Bug 99081 - Bridge multicast snooping breaks ICMPv6
Summary: Bridge multicast snooping breaks ICMPv6
Status: NEW
Alias: None
Product: Networking
Classification: Unclassified
Component: Other (show other bugs)
Hardware: All Linux
: P1 normal
Assignee: Stephen Hemminger
URL:
Keywords:
Depends on:
Blocks:
 
Reported: 2015-05-28 10:34 UTC by Steinar H. Gunderson
Modified: 2023-10-26 08:39 UTC (History)
6 users (show)

See Also:
Kernel Version: 4.0.4
Subsystem:
Regression: No
Bisected commit-id:


Attachments
cap on both pc and router. (28.82 KB, application/vnd.rar)
2023-10-26 05:33 UTC, jade
Details

Description Steinar H. Gunderson 2015-05-28 10:34:55 UTC
Hi,

I've seen this reported many times around the net, with no definite solution; since I got hit by it again and now used the latest kernel, I thought the best place would be the kernel Bugzilla.

I have a bridge br0 with eth0 on it, and then some tap devices from KVM guests. In this situation, by default, I don't have IPv6. I can't ping anything because ND fails. I've seen this over multiple kernel versions for years, so I'm fairly certain this is not something about my specific setup.

The common workaround is:

 echo 0 > /sys/devices/virtual/net/br0/bridge/multicast_snooping 

which immediately makes IPv6 work well again.

IPv6 unicast is unaffected; only multicast (ie., ND) seems to have the problem.
Comment 1 Eric Dumazet 2015-05-28 11:16:43 UTC
I noticed the following bug, not sure if it is relevant...

diff --git a/net/bridge/br_multicast.c b/net/bridge/br_multicast.c
index a3abe6ed111e..22fd0419b314 100644
--- a/net/bridge/br_multicast.c
+++ b/net/bridge/br_multicast.c
@@ -1822,7 +1822,7 @@ static void br_multicast_query_expired(struct net_bridge *br,
        if (query->startup_sent < br->multicast_startup_query_count)
                query->startup_sent++;
 
-       RCU_INIT_POINTER(querier, NULL);
+       RCU_INIT_POINTER(querier->port, NULL);
        br_multicast_send_query(br, NULL, query);
        spin_unlock(&br->multicast_lock);
 }
Comment 2 Linus Lüssing 2015-05-28 17:32:11 UTC
Hm, no, that one can't be relevant as the querier port information is only used by the export which is supposed to be used by batman-adv later (patches for that are still pending review and inclusion on the batman-adv mailing list).
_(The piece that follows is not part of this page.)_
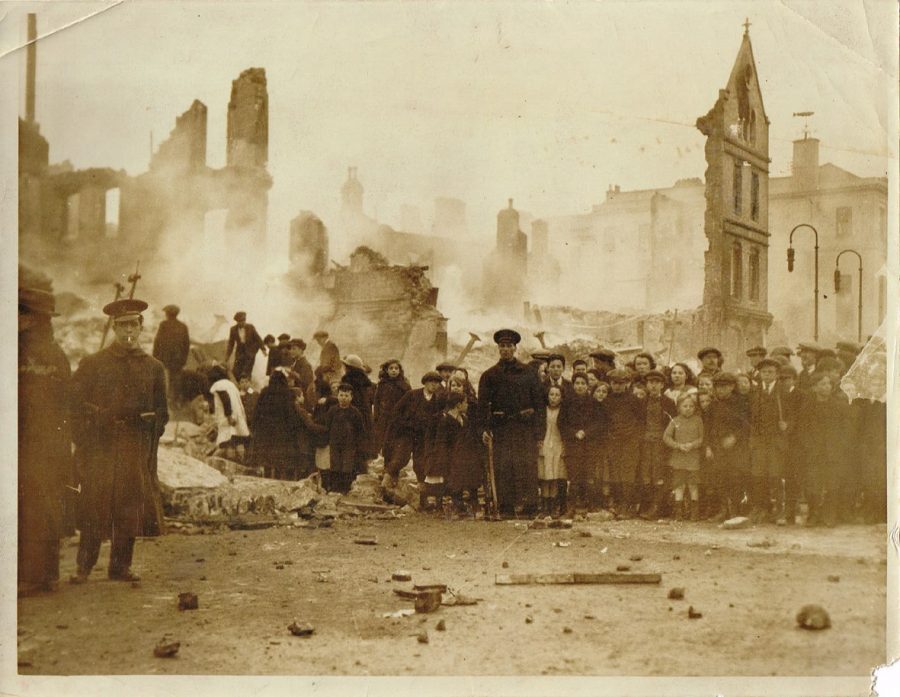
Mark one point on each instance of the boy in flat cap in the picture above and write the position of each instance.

The selected querier port rcu-pointer isn't used by the forwarding decisions of the bridge. (Nevertheless thanks for finding it! Would have taken me quite some time to spot from a more complex setup with batman-adv+bridge)
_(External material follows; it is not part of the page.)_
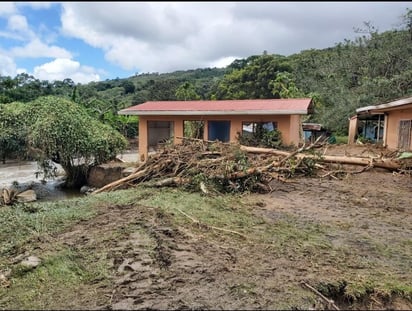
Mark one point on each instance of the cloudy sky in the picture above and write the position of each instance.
(92, 41)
The recent patch from Thadeu Lima de Souza Cascardo seems promising though ("bridge: fix parsing of MLDv2 reports"). Steinar, could it be that you are one of the (few?) people using MLDv2 queriers? Also, behind which port is your querier, eth0, br0 or one of the tap interfaces? Does multicast traffic on the port which has the querier work fine?
Comment 3 Steinar H. Gunderson 2015-05-28 20:01:05 UTC
Uhm, I'm fairly IPv6 versed, but I don't think I know what an MLDv2 querier is. Care to explain?
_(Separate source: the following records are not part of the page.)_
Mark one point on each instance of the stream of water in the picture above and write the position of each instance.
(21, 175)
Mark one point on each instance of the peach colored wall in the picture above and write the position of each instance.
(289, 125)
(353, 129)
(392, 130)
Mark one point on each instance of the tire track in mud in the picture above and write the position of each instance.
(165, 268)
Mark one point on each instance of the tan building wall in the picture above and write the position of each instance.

The regular network is behind eth0, and I can't reach stuff on that from my machine, IIRC even before a VM is started (so eth0 is essentially alone on br0).
Comment 4 Linus Lüssing 2015-05-28 20:49:27 UTC
Sure. The bridge learns about which host is interested in which multicast traffic via IGMP (IPv4) or MLD (IPv6). Multicast listeners issue so called IGMP/MLD reports on the link to inform switches and multicast routers about what they want to receive. However they don't do this unconditionally: They only do this if they are asked to report. For this some host needs to regularly issue so called IGMP/MLD queries (usually such a querying host is a multicast router or sometimes a bridge/snooping switch itself).

The Linux bridge also only kicks into gear once it sees that a querier is present. Otherwise there wouldn't be any reports and the bridge wouldn't be able to learn about any multicast listeners.

Could you maybe figure out with tcpdump behind which port the selected querier resides? E.g. do a "tcpdump -i eth0 icmp6", check the IPv6 source address and figure out from which bridge port this source is coming from. And please post the output line from tcpdump about the query message here so we can figure out whether it's an MLDv1 or MLDv2 querier. (for the latter and the MLDv2 reports that creates there is a known issue which just got fixed and queued for stable)
Comment 5 Steinar H. Gunderson 2015-05-28 21:07:34 UTC
We have a 3560-X as router, including IPv6 multicast routing. It's speaking MLDv2, and we have MLD snooping in place in most of the network. Unfortunately, there's way too much IPv6 going on on this subnet for a simple icmp6 tcpdump to be very selective, and I can't see any MLD packets from a simple eyeballing. It's news to me that ND would be treated differently depending on whether we've seen a multicast router or not, but I'll believe you there. :-)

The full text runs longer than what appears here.